Dalej powiedział Pan do Mojżesza i Aarona: „Jeżeli u kogoś na skórze ciała pojawi się nabrzmienie albo wysypka, albo biała plama, która na skórze jego ciała jest oznaką trądu, to przyprowadzą go do kapłana Aarona albo do jednego z jego synów kapłanów. Trędowaty, który podlega tej chorobie, będzie miał rozerwane szaty, włosy w nieładzie, brodę zasłoniętą i będzie wołać: „Nieczysty, nieczysty!” Przez cały czas trwania tej choroby będzie nieczysty. Będzie mieszkał w odosobnieniu. Jego mieszkanie będzie poza obozem. (Kpl 13, 1-2, 45-46)

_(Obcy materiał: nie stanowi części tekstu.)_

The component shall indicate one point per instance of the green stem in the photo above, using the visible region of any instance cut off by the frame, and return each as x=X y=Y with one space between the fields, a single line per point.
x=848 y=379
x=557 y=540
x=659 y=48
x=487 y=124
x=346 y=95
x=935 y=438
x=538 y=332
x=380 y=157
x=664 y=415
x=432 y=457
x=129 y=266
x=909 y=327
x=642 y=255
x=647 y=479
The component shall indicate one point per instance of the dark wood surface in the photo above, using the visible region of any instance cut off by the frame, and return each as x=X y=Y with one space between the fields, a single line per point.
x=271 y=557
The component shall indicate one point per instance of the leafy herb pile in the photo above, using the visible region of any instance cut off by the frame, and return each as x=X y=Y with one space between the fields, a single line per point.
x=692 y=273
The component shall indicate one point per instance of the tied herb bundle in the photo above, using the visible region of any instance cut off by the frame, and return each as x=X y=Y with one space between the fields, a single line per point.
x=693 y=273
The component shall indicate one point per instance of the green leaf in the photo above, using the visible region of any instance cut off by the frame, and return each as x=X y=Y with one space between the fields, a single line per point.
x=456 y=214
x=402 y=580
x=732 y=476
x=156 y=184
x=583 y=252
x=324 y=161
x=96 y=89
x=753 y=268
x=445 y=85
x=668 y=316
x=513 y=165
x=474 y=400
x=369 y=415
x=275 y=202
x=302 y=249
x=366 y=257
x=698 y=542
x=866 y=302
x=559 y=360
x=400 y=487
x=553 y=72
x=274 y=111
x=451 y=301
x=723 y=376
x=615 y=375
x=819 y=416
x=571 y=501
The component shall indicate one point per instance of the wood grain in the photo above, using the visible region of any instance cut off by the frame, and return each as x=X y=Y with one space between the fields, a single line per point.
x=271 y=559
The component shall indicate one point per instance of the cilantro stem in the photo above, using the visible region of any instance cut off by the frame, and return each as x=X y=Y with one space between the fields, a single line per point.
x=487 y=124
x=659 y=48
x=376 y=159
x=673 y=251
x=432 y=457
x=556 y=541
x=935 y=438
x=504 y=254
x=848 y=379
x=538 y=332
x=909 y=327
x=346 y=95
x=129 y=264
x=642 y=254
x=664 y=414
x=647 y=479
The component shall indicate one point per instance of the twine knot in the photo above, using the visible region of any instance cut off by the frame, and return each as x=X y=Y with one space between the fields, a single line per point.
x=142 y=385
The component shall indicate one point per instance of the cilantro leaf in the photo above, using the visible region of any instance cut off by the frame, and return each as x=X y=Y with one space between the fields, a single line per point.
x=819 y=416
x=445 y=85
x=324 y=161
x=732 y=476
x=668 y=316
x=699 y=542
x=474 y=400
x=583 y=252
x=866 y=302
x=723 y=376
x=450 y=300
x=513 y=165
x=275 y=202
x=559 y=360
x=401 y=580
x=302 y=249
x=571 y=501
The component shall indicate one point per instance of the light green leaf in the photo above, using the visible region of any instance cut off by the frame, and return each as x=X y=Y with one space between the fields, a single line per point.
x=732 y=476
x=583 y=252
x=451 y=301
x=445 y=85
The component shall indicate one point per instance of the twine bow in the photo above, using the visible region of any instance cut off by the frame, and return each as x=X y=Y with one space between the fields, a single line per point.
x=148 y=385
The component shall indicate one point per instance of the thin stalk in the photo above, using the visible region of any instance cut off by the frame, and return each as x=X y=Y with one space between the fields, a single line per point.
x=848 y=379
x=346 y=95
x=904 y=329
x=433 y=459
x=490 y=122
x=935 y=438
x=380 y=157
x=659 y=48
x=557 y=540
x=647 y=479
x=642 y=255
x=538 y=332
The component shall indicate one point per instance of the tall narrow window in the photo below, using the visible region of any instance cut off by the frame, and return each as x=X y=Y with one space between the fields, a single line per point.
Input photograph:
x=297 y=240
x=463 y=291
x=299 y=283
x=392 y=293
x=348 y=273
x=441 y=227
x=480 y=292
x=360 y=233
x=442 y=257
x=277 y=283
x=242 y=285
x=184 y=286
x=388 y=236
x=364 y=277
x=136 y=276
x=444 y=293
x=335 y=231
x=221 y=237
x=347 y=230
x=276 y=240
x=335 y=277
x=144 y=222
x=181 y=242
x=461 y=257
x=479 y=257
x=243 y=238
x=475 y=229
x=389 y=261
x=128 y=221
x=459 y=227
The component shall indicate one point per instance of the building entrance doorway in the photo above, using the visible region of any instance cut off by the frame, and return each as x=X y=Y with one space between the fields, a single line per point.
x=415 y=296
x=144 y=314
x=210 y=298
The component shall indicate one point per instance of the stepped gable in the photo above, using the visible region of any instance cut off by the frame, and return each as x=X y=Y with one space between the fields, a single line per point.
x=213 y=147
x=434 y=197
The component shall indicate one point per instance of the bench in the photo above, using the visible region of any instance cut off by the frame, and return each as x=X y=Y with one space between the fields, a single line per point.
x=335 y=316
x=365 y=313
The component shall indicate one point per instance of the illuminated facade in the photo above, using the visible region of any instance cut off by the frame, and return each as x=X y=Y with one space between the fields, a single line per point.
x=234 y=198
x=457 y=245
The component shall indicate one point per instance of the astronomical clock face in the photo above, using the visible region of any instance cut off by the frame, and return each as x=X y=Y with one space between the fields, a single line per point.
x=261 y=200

Gdybym żył w czasach Mojżesza właśnie uznany byłbym za trędowatego i obowiązywałyby mnie wszystkie te restrykcje, bo całe moje ciało obsypane jest jedną wielką wysypką (choć z drugiej strony w czasach Mojżesza nie było antybiotyków – a więc nie ujawniłoby się takie uczulenie). Czy potrafiłbym żyć w takim wykluczeniu ze społeczności i w takim poniżeniu? Wołałbym przez cały dzień „Nieczysty, nieczysty!”? – zapewne właśnie to by było dla mnie najtrudniejsze (bo jak można się czuć zwracając na siebie uwagę?). W sumie jednak myślę, że przetrwałbym ten czas – bo czy i dziś nie bywa tak, że inni widzą we mnie trędowatego?

Wtedy przyszedł do Niego trędowaty i upadając na kolana, prosił Go: „Jeśli chcesz, możesz mnie oczyścić”. Zdjęty litością, wyciągnął rękę, dotknął go i rzekł do niego: „Chcę, bądź oczyszczony!”. Natychmiast trąd go opuścił i został oczyszczony. Jezus surowo mu przykazał i zaraz go odprawił, mówiąc mu: „Uważaj, nikomu nic nie mów, ale idź pokaż się kapłanowi i złóż za swe oczyszczenie ofiarę, którą przepisał Mojżesz, na świadectwo dla nich”. Lecz on po wyjściu zaczął wiele opowiadać i rozgłaszać to, co zaszło, tak że Jezus nie mógł już jawnie wejść do miasta, lecz przebywał w miejscach pustynnych. A ludzie zewsząd schodzili się do Niego. (Mk 1, 40-45)

A czy przyszedłbym do Jezusa i odezwał się do Niego w takich właśnie słowach: „Jeśli chcesz, możesz mnie oczyścić”?

„Jeśli chcesz…” – to jest klucz do tego zdarzenia. Trędowaty wiedział, że Jezus może go uzdrowić – ale wiedział zarazem, że On wcale nie musi chcieć…
Czy więc podszedłbym i poprosiłbym „Jeśli chcesz, możesz mnie oczyścić”?